Y es que Él llegaba demasiado pronto, como ese temprano atardecer que precede a las largas noches invernales. Pero lo sintió como un ocaso cuya presencia no permitía el paso a la tan ansiada oscuridad de la desmemoria.
Ella cerró los ojos por un momento, apretando los párpados fuertemente para no ser cegada por los fuegos fatuos de una esperanza baldía. Mas cuando los abrió, la tapa del ataúd se había deslizado, y vio la mano de Él asomada por un lateral, e implorante de la suya. Ella alargó su mano para asirla. Así fue como volvió al mundo de su presente.
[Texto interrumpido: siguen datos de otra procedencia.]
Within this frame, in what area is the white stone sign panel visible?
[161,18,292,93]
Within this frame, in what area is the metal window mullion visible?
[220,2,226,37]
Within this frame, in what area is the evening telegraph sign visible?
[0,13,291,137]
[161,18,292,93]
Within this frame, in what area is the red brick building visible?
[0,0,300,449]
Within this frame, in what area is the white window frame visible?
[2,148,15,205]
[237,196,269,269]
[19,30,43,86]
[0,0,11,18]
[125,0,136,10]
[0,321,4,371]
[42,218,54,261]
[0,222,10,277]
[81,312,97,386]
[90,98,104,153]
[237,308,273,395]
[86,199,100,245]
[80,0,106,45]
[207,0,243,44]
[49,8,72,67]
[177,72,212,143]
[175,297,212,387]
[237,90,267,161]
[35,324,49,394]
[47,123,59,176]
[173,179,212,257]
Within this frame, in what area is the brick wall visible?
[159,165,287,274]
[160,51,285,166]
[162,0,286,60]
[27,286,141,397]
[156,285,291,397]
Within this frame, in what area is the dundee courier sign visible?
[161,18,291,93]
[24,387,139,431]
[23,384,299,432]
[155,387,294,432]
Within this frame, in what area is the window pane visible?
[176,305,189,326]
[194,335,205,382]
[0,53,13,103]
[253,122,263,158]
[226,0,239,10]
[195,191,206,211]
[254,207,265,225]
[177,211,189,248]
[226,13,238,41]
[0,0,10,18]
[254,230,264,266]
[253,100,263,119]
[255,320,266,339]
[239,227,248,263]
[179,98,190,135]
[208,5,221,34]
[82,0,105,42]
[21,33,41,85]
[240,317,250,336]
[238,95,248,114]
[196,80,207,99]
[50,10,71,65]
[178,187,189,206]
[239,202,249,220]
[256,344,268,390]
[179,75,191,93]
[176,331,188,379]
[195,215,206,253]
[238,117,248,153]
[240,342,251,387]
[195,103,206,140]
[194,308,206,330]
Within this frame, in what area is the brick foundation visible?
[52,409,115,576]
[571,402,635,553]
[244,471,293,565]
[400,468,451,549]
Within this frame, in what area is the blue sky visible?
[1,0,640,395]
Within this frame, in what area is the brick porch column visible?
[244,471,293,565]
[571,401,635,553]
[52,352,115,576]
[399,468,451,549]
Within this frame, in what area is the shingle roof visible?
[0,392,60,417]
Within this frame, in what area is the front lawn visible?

Desde entonces, está muerta en vida.
Él echó del ataúd al olvido, ocupando su lugar para resurgir ante Ella. Y cuando al fin se sintió rescatado, la empujó a esa sepultura que Ella había hecho a medida para Él. Donde había escrito versos y más versos en doloroso epitafio, en dolorosa despedida, en doloroso conjuro a la paz. Cincelados, golpe a golpe, con las lágrimas vertidas por su indiferencia y ausencia.
Y en un instante, todo el dolor pasado quedó enterrado. Todo perdió su razón de ser. Ella no pudo resistirse a su llamada, y le resucitó.
Ahora, sólo espera ser liberada de su dolor y encierro presentes por algún ángel anunciador de un cielo que no cree que sea nunca suyo.
Porque ya no vislumbra la luz, le flaquean las fuerzas, y siente la tapa del ataúd pesar como una losa sobre su destino.